Confused about how much money you can expect to make once you’re qualified? Agenda for Change does the penny-counting for you
As the name indicates, Agenda for Change (AfC) was once a proposal for pay system reform in the NHS. Now that it has been accepted and put into place, AfC is the pay system under which nurses, midwifes and most other NHS employees are paid.
AfC sought to fix an out-dated system which decided salaries not by the amount of work someone carried out but by their job title.
Agenda for change aims to:
- Make sure that employees with similar amounts of training and requirements receive similar paychecks
- Link career progression and pay progression for employees
- Address various other basic elements of employment like payment and sick leave
How does it work?
Employees in the NHS are divided into nine pay bands based on the amount and the difficulty of work their job requires.
Each pay band comprises a number of pay points.
The system is set up so that an employee will generally move up one pay point per year until he or she reaches the end of the pay band.
Progress through the pay points is not always based on time, though. At two pay points called “gateway points” an employee must be able to demonstrate certain skills and knowledge to move forward.

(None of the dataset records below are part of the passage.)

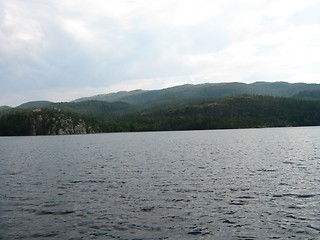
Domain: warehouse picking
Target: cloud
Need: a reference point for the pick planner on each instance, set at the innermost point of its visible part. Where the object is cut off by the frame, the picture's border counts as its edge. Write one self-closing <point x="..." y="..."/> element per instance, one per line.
<point x="63" y="49"/>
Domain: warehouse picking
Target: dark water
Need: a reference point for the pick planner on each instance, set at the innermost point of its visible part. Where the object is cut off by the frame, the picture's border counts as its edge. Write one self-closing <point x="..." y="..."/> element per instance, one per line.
<point x="232" y="184"/>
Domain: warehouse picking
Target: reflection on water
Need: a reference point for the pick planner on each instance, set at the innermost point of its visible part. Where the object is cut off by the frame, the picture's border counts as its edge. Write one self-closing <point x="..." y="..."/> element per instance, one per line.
<point x="230" y="184"/>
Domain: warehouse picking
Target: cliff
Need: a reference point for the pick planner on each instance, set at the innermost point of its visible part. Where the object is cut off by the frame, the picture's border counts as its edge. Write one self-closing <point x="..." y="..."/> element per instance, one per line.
<point x="45" y="122"/>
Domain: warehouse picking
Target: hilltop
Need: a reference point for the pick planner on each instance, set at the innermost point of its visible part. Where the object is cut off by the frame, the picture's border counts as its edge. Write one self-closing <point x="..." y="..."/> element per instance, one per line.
<point x="186" y="107"/>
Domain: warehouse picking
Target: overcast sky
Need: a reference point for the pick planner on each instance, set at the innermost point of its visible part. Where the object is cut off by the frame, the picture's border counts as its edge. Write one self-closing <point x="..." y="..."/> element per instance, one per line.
<point x="60" y="50"/>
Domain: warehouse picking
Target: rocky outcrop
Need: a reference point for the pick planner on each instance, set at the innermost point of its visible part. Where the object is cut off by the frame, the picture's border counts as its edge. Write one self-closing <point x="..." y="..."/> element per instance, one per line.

Gaining experience and qualifications can help move you up to a higher band with a higher salary.
For example, in band 5, there are eight pay-points covering the salaries between £21,176 and £27,625. If you were to move from the third pay-point to the fourth, your salary would increase from £22,676 to £23,589. Once you reach the eighth pay-point, an increase in salary will only come with moving to the sixth band.
Taking it home to the bank
A registered nurse begins their career at band 5 with the entry-level payment of £21,176.
While waiting for their NMC pins to arrive, some newly graduated nurses will choose to work as a healthcare assistant. This job is on band 3, and the entry-level payment is £15,860.
Changes for AfC
True to the name, AfC undergoes periodic review.
Currently, the 2012/3 Pay Review Board is considering increasing the salary of staff with a salary of £21,000 or less. But this proposal has not yet been accepted.
The latest pay scales are those from April 2011.